In the context of the proposed division of Andhra Pradesh the question arises, what is the due process for reorganising states? The Constitution and various judgments of the Supreme Court are quite clear that Parliament has the unequivocal power in deciding matters relating to reorganisation of the states. Any debate regarding the constitutional provisions is more in the realm of politics than about any interpretation of the Constitution.

There has been an intense debate in the recent past on the constitutional aspects surrounding the bifurcation of Andhra Pradesh. The prominent politico-constitutional question often being raised is with regard to the role of Parliament and the state legislature in the process of bifurcation. Leaving aside the merits and demerits of bifurcation, it is worth reviewing the constitutional questions being raised in the political debate over the issue. Both the supporters and opponents of bifurcation are looking at the constitutional issues involved from their own political perspectives. An artificial cleavage is sought to be created between political constitutionalism and legal constitutionalism though the constitutional position is not only clear but has been upheld time and again by the apex court while adjudicating many cases over the past five decades.

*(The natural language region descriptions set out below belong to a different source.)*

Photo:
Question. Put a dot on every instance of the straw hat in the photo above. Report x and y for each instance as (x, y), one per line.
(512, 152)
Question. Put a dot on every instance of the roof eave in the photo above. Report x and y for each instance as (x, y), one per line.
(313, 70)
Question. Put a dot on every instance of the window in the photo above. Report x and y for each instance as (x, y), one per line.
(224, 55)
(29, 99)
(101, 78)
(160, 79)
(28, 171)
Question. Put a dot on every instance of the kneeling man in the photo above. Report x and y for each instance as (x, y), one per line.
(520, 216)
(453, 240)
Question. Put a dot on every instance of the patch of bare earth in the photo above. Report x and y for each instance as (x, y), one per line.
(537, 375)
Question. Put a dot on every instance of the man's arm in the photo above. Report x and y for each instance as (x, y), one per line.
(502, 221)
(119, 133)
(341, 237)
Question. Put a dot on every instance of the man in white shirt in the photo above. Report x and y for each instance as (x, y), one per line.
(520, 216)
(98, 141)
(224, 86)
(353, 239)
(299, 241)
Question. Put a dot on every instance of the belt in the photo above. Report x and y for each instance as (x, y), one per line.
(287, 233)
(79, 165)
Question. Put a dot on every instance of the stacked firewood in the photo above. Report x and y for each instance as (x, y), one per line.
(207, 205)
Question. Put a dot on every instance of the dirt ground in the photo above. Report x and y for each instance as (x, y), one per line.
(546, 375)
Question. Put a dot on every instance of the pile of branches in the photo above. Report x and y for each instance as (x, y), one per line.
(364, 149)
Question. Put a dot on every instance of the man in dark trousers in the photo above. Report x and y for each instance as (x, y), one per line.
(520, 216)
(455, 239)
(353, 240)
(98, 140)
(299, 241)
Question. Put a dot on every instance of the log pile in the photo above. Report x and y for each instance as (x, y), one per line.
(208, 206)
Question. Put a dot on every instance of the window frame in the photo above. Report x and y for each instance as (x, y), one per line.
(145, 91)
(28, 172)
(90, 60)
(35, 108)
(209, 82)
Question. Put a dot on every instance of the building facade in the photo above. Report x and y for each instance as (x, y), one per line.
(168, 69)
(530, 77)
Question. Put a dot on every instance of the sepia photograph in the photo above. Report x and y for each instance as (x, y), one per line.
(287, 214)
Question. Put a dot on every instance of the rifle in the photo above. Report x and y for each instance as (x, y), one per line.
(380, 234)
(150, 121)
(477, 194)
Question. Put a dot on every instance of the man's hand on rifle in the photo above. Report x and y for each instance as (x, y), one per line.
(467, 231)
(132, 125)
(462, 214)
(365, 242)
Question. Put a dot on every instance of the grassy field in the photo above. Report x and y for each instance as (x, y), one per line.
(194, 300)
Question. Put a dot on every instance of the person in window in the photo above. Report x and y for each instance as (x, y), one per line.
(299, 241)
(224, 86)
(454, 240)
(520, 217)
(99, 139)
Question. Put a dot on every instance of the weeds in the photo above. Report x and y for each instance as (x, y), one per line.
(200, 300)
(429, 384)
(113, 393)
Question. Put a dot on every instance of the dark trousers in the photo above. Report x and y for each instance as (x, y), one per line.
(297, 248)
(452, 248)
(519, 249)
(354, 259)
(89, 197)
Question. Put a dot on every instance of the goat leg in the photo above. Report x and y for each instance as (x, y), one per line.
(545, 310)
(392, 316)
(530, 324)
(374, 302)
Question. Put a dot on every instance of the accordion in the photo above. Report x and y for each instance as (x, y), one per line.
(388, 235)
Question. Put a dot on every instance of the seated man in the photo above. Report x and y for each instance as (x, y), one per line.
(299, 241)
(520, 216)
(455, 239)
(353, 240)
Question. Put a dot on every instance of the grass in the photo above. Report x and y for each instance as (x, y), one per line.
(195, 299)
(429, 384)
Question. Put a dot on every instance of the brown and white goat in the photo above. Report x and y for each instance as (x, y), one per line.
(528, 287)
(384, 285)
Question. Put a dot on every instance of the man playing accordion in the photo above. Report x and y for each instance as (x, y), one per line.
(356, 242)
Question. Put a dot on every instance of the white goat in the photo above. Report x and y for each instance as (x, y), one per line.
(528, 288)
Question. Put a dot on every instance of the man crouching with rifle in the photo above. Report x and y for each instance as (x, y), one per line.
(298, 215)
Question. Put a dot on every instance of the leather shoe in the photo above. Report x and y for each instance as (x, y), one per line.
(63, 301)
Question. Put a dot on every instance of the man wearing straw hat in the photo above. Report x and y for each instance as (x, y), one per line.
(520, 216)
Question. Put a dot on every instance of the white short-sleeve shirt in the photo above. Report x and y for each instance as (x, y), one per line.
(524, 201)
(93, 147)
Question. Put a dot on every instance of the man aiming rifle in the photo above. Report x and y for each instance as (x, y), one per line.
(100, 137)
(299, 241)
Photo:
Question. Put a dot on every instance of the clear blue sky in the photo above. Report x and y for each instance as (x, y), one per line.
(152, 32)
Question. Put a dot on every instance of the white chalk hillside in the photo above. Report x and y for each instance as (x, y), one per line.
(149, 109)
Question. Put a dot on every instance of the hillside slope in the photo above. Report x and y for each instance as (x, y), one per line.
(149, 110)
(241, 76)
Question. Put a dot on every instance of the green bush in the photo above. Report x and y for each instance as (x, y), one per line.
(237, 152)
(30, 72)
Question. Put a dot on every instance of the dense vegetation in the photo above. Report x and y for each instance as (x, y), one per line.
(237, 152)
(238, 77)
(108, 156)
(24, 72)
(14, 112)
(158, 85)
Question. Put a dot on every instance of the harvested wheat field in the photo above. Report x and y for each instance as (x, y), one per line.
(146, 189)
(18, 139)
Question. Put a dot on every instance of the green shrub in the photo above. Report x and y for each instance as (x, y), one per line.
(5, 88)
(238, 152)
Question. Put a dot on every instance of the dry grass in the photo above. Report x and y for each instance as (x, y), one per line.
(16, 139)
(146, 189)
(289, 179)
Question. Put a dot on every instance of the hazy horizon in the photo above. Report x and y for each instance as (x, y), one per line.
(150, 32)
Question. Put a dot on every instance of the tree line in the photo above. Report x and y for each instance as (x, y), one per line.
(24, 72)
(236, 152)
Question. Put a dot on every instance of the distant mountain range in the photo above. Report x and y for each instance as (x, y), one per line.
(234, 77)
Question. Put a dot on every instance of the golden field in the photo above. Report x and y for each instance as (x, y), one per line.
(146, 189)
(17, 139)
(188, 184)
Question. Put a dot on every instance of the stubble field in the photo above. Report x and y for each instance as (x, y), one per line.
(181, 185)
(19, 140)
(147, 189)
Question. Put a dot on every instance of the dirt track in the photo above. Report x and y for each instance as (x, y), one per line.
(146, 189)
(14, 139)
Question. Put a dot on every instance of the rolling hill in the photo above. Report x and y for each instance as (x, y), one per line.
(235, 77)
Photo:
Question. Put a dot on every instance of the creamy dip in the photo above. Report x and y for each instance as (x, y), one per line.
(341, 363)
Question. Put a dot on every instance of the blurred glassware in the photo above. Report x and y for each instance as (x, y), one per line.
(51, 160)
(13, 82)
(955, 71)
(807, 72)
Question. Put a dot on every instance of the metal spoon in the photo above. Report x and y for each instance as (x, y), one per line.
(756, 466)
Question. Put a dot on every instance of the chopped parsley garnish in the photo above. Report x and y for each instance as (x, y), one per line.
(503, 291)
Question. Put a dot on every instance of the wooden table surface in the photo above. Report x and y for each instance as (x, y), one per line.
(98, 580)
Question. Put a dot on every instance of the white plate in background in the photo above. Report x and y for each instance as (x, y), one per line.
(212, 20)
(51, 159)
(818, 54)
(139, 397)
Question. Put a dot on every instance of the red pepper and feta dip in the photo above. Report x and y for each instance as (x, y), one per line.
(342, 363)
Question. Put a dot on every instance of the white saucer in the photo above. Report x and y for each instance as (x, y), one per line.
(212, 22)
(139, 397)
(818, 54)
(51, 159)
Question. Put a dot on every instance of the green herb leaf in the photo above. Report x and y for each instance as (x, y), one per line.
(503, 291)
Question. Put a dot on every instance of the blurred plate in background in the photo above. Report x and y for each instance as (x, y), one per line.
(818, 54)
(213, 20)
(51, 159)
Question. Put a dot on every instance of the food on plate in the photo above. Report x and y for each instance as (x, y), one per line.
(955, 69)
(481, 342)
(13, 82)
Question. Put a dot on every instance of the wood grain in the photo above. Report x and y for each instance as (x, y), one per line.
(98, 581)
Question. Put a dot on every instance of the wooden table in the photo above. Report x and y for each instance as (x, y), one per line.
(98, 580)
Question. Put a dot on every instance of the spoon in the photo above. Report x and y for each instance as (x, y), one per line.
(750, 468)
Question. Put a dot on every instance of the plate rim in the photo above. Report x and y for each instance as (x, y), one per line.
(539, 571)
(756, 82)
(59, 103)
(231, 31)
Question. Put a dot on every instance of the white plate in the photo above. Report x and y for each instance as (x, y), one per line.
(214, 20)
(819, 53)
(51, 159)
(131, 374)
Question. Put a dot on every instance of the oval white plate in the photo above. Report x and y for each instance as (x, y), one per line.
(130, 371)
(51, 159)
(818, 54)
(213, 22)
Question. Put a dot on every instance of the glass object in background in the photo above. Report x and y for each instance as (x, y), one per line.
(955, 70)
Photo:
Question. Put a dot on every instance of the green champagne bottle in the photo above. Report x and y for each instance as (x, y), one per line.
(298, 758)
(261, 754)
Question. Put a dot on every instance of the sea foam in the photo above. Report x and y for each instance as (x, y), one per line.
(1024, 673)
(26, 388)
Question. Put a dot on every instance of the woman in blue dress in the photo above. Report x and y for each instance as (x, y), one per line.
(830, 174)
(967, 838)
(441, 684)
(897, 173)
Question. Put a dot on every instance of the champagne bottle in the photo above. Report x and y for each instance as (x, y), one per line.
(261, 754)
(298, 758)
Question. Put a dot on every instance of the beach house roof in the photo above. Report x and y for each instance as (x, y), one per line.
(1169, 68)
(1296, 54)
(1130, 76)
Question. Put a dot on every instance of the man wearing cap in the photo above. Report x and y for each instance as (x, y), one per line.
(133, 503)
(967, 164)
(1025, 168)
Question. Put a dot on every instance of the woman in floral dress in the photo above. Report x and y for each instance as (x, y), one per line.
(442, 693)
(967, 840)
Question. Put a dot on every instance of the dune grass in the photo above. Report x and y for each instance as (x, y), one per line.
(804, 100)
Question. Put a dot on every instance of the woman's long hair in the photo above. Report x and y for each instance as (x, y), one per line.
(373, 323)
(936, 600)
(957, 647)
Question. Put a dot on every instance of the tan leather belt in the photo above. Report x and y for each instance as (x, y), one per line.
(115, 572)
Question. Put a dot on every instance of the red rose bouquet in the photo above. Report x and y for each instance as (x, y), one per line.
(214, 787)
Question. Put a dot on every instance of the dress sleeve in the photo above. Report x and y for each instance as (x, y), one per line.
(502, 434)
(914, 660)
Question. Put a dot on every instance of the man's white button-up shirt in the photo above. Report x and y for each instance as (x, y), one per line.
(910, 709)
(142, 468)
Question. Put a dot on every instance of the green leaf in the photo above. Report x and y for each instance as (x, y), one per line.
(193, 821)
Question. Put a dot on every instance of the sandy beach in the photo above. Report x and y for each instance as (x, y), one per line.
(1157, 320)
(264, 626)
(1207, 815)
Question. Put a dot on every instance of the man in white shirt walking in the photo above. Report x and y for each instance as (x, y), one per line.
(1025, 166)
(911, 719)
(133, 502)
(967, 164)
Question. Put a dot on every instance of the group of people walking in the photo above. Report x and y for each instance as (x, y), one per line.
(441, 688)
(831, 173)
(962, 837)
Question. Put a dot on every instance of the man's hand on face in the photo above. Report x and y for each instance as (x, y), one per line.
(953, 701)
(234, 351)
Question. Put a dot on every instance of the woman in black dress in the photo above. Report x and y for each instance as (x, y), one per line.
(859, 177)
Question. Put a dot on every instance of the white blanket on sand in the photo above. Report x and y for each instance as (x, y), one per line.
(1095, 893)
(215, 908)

The first question is on Article 3 of the Constitution. There is a demand now to review Article 3, claiming that it goes against federalism. The dilution of federalism is a political question. The political process operates on what the Constitution says today, not on what the Constitution should have been. During the six decades of post-Independence Indian history there has been an intense battle in the political and legal spheres on many constitutional provisions that strengthen the unitary character of the polity. These debates have led to a proper interpretation. The classic example is that of Article 356. But, barring a few court cases, no serious debate has ever been initiated on amending Article 3 of the Constitution, which clearly keeps the power to bifurcate in the exclusive domain of Parliament. The Constitution accords Parliament unequivocal and unambiguous powers in this regard. The Supreme Court of India has repeatedly upheld this in its judgments between 1959 and 2009. The state legislature was accorded only a consultative role. This is a constitutional reality, evident from a plain reading of the relevant provisions of the Constitution.